Oil prices inched higher following the military action on Monday. Oil price movements could have an especially pronounced impact on smaller firms engaged in auto lending.

Kashkari contrasted the outlook today with the situation of nearly four years ago, when Russia invaded Ukraine.

“When Russia invaded Ukraine, it sent a commodity shock wave around the world,” Kashkari said. “That didn’t happen with Hamas attacking Israel. It hasn’t happened now with the U.S. and Venezuela, but that’s the mechanism that would directly affect the U.S. economy.”

Former U.S. National Security Advisor John Bolton said Monday in an interview with the Telegraph that he doubts the U.S. will see any oil benefits for years. He estimated any financial boon wouldn’t materialize until the next administration.
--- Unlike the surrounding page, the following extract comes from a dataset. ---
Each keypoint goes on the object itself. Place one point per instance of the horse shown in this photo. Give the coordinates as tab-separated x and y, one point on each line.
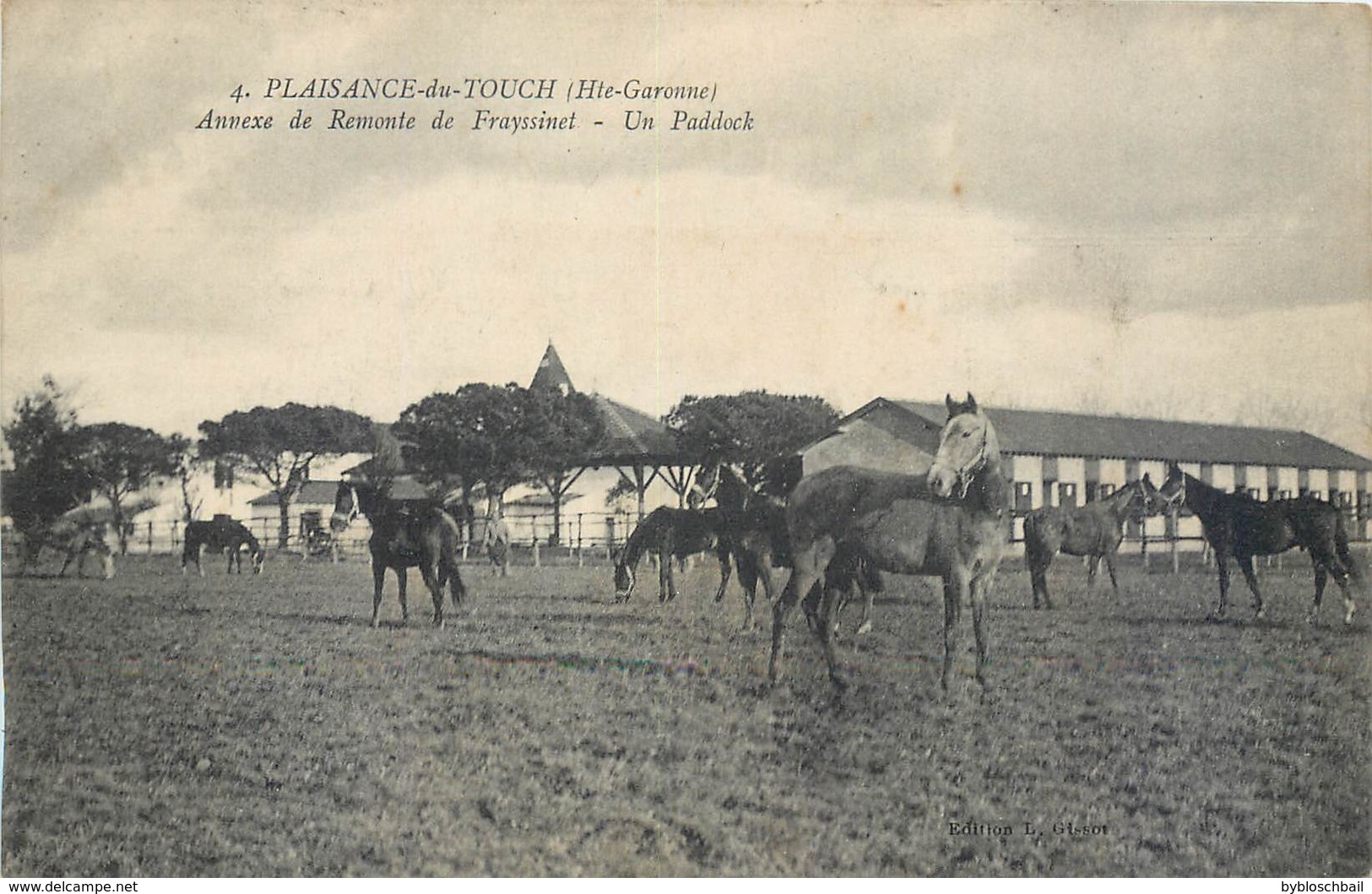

“This idea that everything is going to be fine, that American oil companies are so desperate to get back the money that they lost when their Venezuelan investments were expropriated 50 years ago, that they will now pour additional billions into reviving the decrepit Venezuelan oil infrastructure, and much more Venezuelan oil will emerge on the international markets … and keep oil prices [and] gasoline prices … down is absolutely fantasy,” Bolton said.

“No American oil company, or certainly no board of directors of an American oil company, is going to want to put tons of money into Venezuela in an uncertain political environment [and] it will take years to get back up to anything like production levels they’re capable of.”